Why we talk Culture with DevOps
This one's been brewing for a while and I needed to dump the ideas onto a page. I might come back and edit this, I might leave it just as stream of consciousness as it is. enjoy
It's not uncommon as a DevOpsDays organizer to receive feedback that an event might be "too culture focused" or "not technical enough." And I've heard people complain about the consultants that come into an org promising DevOps success and blaming "the culture" for a failed implementation. And, you know, I get it.
It can feel like there's this huge emphasis on the Culture of DevOps rather than on the actual technical changes taking place or even the technical skills. And it's hard to measure and implement. Sometimes you just want to know about the latest and greatest advancements in Kubernetes. But there's reasons that all this emphasis exists.
For one, there are simply so many tools out there where largely the choice is, "it's up to you" how you want to implement everything. We could have a deeper discussion on Infrastructure code, but do we really need to spend time on stage discussing the finer points of Terraform v. Cloud Formation? We could spend time on how to do X cool things in Docker but... I mean I guess it's all in Kubernetes now? or do I need a service mesh? The tool landscape is constantly changing, but the mindframe of DevOps and the organizational practices are similar. Learning Kubernetes will help you right now, but learning how to break down communications silos between teams will help you wherever you go forever.
Adding another reason, the advent of as-a-service delivery and firm support for the "buy it" half of the "build v buy" discussion, many new tools to the market are highly opinionated and make assumptions about how our teams interact throughout the software development/delivery process. You can't simply walk back into a highly siloed organization with massive (real and metaphorical) walls between software developers and testers and the actual operations teams and expect to implement automated CI/CD pipelines, highly flexible release management and deeply meaningful observability without massive organizational change. DevOps tools assume collaboration and communication across functions, that cultural step MUST happen to be successful.
Finally and quite frankly, the cultural work that needs to be done, the organizational shifts are the hard part. From entrenched power structures to difficult personalities shifting from silo'd command and control structures to highly collaborative teams takes a lot work. Especially in organizations used to putting up strict guidelines and careful process, being told things like, "give them admin access" and "trust your employees" seems completely against everything you've done up until now. But this is the real magic of what DevOps enables.
DevOps brings with it processes of automation and incredible tools that help alleviate the toil and burden of actually getting our awesome software ideas out and available to the world, but stopping right there, at the tools, misses the massive shifts in culture and practice happening. It's about building collaborative environments that help us align our goals and benefit from shared knowledge. Mistaking the tools and dressings of DevOps for DevOps itself is the exact type of cargo culting that's given us "water-scrum-fall" style Agile and other abominations.

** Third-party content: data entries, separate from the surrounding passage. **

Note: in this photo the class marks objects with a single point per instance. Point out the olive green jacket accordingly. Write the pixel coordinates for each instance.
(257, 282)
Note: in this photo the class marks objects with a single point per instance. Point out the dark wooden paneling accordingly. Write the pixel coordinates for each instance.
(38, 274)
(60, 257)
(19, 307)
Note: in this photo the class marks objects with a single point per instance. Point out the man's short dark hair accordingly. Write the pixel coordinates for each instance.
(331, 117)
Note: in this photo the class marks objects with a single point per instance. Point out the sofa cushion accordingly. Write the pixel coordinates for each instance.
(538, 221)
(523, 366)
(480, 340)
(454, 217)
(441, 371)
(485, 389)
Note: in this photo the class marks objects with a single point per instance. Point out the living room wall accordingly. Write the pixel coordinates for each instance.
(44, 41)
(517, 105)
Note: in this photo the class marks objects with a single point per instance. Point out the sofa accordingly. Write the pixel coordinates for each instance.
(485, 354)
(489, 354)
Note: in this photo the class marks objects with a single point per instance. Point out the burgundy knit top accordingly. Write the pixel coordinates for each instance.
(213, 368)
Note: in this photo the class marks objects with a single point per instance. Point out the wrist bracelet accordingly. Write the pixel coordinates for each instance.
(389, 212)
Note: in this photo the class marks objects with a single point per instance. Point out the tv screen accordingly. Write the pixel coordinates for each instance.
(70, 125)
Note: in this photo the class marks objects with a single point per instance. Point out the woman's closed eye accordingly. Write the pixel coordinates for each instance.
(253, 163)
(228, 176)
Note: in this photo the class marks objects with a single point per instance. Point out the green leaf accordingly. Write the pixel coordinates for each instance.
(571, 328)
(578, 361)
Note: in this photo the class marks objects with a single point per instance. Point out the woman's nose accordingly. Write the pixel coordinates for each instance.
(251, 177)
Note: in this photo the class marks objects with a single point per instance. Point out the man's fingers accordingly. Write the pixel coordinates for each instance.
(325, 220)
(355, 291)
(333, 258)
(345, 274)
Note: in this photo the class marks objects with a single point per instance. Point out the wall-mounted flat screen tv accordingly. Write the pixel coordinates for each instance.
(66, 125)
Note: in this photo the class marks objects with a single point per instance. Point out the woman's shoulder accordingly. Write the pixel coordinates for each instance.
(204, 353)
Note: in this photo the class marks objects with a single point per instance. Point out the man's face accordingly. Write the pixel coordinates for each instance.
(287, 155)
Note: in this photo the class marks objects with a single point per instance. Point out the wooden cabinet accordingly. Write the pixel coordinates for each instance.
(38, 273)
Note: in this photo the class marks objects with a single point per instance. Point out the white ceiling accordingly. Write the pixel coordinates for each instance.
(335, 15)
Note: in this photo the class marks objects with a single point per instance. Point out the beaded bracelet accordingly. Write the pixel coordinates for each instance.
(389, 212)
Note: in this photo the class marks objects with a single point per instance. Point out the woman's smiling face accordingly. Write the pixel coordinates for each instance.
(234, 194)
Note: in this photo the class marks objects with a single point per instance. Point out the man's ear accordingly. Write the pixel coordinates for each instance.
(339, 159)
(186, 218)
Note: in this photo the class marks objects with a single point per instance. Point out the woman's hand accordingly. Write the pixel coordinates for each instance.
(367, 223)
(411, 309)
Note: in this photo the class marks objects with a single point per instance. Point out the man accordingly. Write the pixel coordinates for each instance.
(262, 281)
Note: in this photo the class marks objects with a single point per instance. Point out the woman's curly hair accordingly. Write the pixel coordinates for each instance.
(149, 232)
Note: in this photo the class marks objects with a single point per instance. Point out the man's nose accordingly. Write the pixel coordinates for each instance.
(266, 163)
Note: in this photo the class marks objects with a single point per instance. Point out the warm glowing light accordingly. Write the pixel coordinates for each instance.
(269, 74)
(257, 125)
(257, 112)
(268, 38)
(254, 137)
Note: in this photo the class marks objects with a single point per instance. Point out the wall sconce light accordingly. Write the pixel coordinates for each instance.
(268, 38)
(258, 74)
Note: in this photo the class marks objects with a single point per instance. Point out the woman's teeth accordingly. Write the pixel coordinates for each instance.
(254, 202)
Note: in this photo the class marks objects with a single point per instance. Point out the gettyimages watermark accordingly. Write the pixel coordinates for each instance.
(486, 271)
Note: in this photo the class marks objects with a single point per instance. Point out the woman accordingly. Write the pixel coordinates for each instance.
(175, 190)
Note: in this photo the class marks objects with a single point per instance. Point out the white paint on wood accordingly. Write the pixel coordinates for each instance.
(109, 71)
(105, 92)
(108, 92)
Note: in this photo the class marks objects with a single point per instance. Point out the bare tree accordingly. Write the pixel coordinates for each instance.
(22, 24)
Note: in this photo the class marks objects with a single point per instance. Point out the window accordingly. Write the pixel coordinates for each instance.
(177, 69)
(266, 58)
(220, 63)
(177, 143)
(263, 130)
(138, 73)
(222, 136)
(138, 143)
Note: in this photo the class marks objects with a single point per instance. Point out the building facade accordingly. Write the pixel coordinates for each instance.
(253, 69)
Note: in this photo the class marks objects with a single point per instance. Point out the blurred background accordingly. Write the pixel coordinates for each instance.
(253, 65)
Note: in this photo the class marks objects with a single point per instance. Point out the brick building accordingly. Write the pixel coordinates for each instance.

So, can you just learn the tools of DevOps and be successful? Yeah probably. You could probably be quite successful, whether you lean towards Dev or Ops, learning the tools (picking up a little bit of process and culture along the way naturally) and just focussing on doing what needs to get done to deliever your $product. I think as an individual contributor to an organization that's totally possible. But if you're thinking about your org as a whole system (and really to reach that Principal IC level, you should be) you start to care about all those human interactions and how teams are organized and how information flows and knowledge gets transferred and who decides when deploys are live and who answers the pager on call... you simply cannot ignore the culture.